Public Access to Research Data through the Freedom of Information Act:
The Office of Management and Budget (OMB) Circular A-110 has been revised to provide public access to research data through the Freedom of Information Act (FOIA) under some circumstances. Data that are (1) first produced in a project that is supported in whole or in part with Federal funds and (2) cited publicly and officially by a Federal agency in support of an action that has the force and effect of law (i.e., a regulation) may be accessed through FOIA. It is important for applicants to understand the basic scope of this amendment. NIH has provided guidance at http://grants.nih.gov/grants/policy/a110/a110_guidance_dec1999.htm. Applicants may wish to place data collected under this PA in a public archive, which can provide protections for the data and manage the distribution for an indefinite period of time. If so, the application should include a description of the archiving plan in the study design and include information about this in the budget justification section of the application.
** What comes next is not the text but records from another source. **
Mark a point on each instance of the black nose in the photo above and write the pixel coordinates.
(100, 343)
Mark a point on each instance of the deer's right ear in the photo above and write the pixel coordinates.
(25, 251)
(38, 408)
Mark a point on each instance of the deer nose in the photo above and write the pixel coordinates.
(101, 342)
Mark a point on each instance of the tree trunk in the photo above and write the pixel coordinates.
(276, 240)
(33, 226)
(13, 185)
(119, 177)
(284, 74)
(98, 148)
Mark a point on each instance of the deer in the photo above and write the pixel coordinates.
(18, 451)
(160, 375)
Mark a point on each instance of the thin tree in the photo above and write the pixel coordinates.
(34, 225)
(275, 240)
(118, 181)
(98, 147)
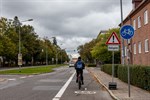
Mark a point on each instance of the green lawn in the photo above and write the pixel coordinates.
(31, 70)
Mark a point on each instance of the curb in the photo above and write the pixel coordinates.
(2, 79)
(110, 92)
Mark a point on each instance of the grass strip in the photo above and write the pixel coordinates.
(31, 70)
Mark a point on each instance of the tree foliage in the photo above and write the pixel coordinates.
(97, 49)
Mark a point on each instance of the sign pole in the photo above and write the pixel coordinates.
(127, 32)
(113, 66)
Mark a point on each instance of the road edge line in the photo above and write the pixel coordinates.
(62, 90)
(110, 92)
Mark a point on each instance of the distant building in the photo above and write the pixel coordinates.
(139, 45)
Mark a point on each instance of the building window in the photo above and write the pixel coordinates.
(134, 24)
(139, 22)
(140, 47)
(146, 17)
(134, 48)
(146, 45)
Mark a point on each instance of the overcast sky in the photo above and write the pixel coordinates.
(72, 22)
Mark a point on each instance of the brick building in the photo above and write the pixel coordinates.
(139, 45)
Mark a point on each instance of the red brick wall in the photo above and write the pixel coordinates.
(141, 34)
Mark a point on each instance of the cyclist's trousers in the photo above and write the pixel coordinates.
(80, 71)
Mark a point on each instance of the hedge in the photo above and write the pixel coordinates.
(139, 75)
(108, 69)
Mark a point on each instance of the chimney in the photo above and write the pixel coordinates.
(135, 3)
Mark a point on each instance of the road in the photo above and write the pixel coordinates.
(58, 85)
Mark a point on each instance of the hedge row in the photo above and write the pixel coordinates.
(139, 75)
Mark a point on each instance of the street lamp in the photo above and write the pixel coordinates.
(18, 23)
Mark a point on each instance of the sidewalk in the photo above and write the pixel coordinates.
(122, 88)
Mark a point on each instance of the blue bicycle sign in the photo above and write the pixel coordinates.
(127, 31)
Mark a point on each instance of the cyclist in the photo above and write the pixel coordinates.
(79, 66)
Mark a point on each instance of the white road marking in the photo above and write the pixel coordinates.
(85, 92)
(62, 90)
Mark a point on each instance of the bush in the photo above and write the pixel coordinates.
(108, 69)
(139, 75)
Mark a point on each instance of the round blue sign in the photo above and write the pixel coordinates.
(127, 31)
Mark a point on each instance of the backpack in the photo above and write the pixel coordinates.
(79, 65)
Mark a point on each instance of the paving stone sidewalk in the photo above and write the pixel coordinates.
(122, 88)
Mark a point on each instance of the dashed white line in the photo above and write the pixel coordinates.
(62, 90)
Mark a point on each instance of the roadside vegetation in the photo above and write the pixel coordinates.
(31, 70)
(96, 50)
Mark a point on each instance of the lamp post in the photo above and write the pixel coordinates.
(18, 23)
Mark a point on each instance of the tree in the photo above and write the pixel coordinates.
(100, 51)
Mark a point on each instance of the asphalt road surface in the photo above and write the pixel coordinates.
(58, 85)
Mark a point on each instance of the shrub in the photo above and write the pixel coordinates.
(108, 69)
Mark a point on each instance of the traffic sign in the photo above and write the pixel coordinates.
(127, 32)
(113, 39)
(113, 47)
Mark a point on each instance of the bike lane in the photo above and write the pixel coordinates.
(91, 90)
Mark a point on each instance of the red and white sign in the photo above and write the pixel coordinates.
(113, 39)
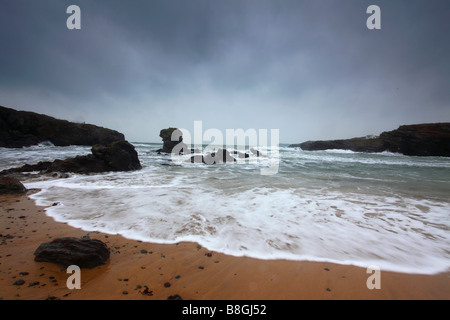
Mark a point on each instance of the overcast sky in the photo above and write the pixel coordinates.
(311, 69)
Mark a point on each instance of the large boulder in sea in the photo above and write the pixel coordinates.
(84, 253)
(172, 137)
(21, 128)
(11, 185)
(117, 156)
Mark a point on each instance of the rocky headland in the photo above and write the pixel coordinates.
(117, 156)
(431, 139)
(22, 129)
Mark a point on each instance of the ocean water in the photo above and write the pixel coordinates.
(363, 209)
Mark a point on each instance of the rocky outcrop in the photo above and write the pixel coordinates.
(171, 137)
(220, 156)
(84, 253)
(20, 129)
(412, 140)
(419, 140)
(11, 185)
(117, 156)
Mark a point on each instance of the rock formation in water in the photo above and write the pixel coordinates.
(21, 129)
(413, 140)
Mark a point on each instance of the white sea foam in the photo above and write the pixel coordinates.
(346, 208)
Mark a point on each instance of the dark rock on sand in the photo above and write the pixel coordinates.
(117, 156)
(85, 253)
(11, 185)
(20, 128)
(413, 140)
(19, 282)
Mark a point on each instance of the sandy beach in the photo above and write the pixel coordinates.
(147, 271)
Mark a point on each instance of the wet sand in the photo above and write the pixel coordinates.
(148, 271)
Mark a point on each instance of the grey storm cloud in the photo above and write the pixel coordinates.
(309, 68)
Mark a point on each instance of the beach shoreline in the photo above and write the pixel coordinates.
(147, 271)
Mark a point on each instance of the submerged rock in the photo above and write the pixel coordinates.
(85, 253)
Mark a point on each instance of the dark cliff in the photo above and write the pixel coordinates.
(431, 139)
(21, 129)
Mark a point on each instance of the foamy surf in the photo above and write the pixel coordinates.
(348, 208)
In addition, applicants should think about how to structure informed consent statements and other human subjects procedures given the potential for wider use of data collected under this award.
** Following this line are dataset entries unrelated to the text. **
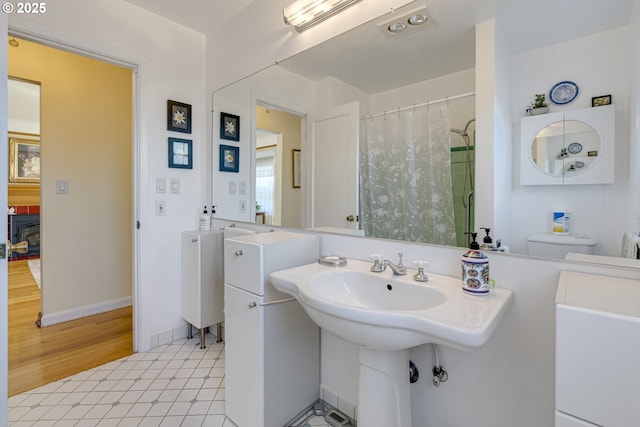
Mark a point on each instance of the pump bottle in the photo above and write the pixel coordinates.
(205, 220)
(475, 270)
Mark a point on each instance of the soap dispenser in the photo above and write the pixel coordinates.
(487, 241)
(475, 270)
(205, 220)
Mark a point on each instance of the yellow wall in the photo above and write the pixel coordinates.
(86, 138)
(290, 126)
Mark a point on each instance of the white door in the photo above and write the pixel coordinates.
(332, 173)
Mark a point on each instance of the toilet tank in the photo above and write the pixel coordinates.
(554, 246)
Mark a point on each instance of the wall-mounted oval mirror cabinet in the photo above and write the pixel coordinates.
(572, 147)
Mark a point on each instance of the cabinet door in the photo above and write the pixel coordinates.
(243, 265)
(244, 353)
(191, 279)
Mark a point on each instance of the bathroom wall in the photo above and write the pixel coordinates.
(599, 64)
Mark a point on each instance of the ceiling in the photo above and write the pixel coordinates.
(373, 62)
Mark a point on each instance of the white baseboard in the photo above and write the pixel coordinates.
(87, 310)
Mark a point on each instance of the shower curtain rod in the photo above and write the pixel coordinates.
(424, 104)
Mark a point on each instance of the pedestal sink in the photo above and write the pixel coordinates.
(386, 315)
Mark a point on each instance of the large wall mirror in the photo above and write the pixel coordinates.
(336, 73)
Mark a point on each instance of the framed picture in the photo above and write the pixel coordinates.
(598, 101)
(229, 158)
(180, 153)
(296, 178)
(24, 161)
(229, 127)
(178, 116)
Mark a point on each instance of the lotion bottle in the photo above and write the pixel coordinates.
(205, 220)
(475, 270)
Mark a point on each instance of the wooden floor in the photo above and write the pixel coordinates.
(38, 356)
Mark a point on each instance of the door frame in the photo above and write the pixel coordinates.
(135, 63)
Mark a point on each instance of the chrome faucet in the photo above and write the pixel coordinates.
(398, 269)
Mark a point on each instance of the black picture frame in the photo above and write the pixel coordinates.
(599, 101)
(178, 116)
(229, 127)
(180, 153)
(229, 158)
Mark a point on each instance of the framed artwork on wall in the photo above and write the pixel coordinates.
(229, 127)
(229, 158)
(178, 116)
(24, 161)
(598, 101)
(180, 153)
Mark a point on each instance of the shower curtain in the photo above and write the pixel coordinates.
(405, 176)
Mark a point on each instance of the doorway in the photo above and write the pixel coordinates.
(86, 200)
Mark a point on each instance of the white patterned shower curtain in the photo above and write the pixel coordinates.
(405, 176)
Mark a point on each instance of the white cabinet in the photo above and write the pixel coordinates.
(272, 348)
(202, 281)
(597, 348)
(571, 147)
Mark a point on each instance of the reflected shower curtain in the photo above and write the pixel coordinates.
(405, 176)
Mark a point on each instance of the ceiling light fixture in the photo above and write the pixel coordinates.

Standards for Privacy of Individually Identifiable Health Information:
The Department of Health and Human Services (DHHS) issued final modification to the "Standards for Privacy of Individually Identifiable Health Information", the "Privacy Rule", on August 14, 2002 . The Privacy Rule is a federal regulation under the Health Insurance Portability and Accountability Act (HIPAA) of 1996 that governs the protection of individually identifiable health information, and is administered and enforced by the DHHS Office for Civil Rights (OCR).

Decisions about applicability and implementation of the Privacy Rule reside with the researcher and his/her institution. The OCR website (http://www.hhs.gov/ocr/) provides information on the Privacy Rule, including a complete Regulation Text and a set of decision tools on "Am I a covered entity?" Information on the impact of the HIPAA Privacy Rule on NIH processes involving the review, funding, and progress monitoring of grants, cooperative agreements, and research contracts can be found at http://grants.nih.gov/grants/guide/notice-files/NOT-OD-03-025.html.
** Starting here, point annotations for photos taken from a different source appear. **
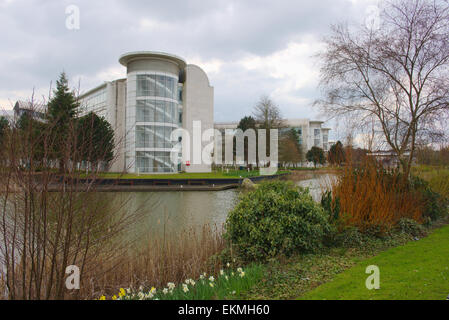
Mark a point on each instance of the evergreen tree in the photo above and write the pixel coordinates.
(61, 113)
(316, 155)
(95, 139)
(336, 154)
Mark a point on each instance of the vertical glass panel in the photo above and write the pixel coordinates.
(149, 131)
(160, 86)
(152, 85)
(160, 106)
(168, 143)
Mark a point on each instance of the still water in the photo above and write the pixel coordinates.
(172, 212)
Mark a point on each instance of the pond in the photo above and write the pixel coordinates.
(171, 212)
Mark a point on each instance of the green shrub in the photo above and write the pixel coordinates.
(330, 206)
(277, 218)
(411, 227)
(350, 237)
(435, 204)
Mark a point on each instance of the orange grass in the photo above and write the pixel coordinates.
(371, 197)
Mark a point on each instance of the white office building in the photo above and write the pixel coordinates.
(310, 133)
(160, 94)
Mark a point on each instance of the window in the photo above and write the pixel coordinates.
(155, 85)
(154, 137)
(325, 142)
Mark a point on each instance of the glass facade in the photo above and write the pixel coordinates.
(325, 142)
(154, 161)
(153, 110)
(157, 115)
(155, 85)
(317, 134)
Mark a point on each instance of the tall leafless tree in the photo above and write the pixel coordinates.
(396, 72)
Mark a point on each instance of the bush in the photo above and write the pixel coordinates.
(372, 199)
(411, 227)
(277, 218)
(435, 205)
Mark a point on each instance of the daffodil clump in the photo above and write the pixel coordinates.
(227, 285)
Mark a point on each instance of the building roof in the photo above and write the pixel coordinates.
(26, 105)
(142, 55)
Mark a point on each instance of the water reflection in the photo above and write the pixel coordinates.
(171, 212)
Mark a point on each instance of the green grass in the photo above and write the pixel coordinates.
(417, 270)
(437, 176)
(208, 175)
(289, 278)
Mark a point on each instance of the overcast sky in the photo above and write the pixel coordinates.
(248, 48)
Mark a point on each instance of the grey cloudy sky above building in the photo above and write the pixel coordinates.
(248, 48)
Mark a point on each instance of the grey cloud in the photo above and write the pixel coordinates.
(36, 46)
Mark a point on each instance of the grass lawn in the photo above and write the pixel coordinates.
(418, 270)
(208, 175)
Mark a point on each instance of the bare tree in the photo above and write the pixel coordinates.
(397, 73)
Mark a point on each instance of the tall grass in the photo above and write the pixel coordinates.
(371, 198)
(437, 176)
(155, 260)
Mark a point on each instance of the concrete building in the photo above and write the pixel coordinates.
(310, 133)
(160, 94)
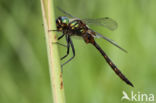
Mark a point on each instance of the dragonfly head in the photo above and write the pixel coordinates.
(62, 22)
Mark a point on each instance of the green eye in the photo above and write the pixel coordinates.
(65, 20)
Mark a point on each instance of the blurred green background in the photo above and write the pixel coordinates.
(24, 75)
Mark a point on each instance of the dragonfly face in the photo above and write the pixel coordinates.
(71, 27)
(62, 23)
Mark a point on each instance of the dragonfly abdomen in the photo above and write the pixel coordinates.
(112, 65)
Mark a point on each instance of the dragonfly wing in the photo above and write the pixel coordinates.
(105, 22)
(98, 35)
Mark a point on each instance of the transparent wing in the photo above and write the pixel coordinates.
(98, 35)
(105, 22)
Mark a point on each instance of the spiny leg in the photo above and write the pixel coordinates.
(73, 50)
(59, 44)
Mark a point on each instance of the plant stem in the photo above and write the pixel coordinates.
(53, 55)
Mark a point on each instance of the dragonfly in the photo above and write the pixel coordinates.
(72, 26)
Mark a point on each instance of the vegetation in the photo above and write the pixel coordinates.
(24, 73)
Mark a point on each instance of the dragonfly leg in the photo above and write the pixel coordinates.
(68, 47)
(59, 44)
(73, 50)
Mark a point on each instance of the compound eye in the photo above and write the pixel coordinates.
(65, 20)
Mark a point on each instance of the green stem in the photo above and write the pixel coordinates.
(53, 55)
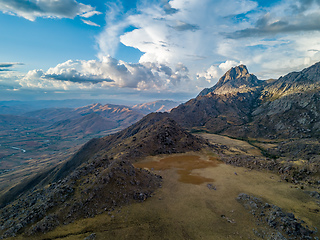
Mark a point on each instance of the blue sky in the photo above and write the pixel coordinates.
(146, 50)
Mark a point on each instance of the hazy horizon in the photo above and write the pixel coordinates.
(148, 50)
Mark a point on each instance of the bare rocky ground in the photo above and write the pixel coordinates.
(274, 223)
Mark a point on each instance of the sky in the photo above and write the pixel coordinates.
(144, 50)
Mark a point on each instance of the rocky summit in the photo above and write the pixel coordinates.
(270, 127)
(240, 105)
URLs in NIH Grant Applications or Appendices:
All applications and proposals for NIH funding must be self-contained within specified page limitations. Unless otherwise specified in an NIH solicitation, Internet addresses (URLs) should not be used to provide information necessary to the review because reviewers are under no obligation to view the Internet sites. Furthermore, we caution reviewers that their anonymity may be compromised when they directly access an Internet site.

Healthy People 2010:
The Public Health Service (PHS) is committed to achieving the health promotion and disease prevention objectives of "Healthy People 2010," a PHS-led national activity for setting priority areas. This PA is related to one or more of the priority areas. Potential applicants may obtain a copy of "Healthy People 2010" at http://www.health.gov/healthypeople.

Authority and Regulations:
This program is described in the Catalog of Federal Domestic Assistance at http://www.cfda.gov/ and is not subject to the intergovernmental review requirements of Executive Order 12372 or Health Systems Agency review. Awards are made under the authorization of Sections 301 and 405 of the Public Health Service Act as amended (42 USC 241 and 284) and under Federal Regulations 42 CFR 52 and 45 CFR Parts 74 and 92. All awards are subject to the terms and conditions, cost principles, and other considerations described in the NIH Grants Policy Statement. The NIH Grants Policy Statement can be found at http://grants.nih.gov/grants/policy/policy.htm.

The PHS strongly encourages all grant recipients to provide a smoke-free workplace and discourage the use of all tobacco products. In addition, Public Law 103-227, the Pro-Children Act of 1994, prohibits smoking in certain facilities (or in some cases, any portion of a facility) in which regular or routine education, library, day care, health care, or early childhood development services are provided to children. This is consistent with the PHS mission to protect and advance the physical and mental health of the American people.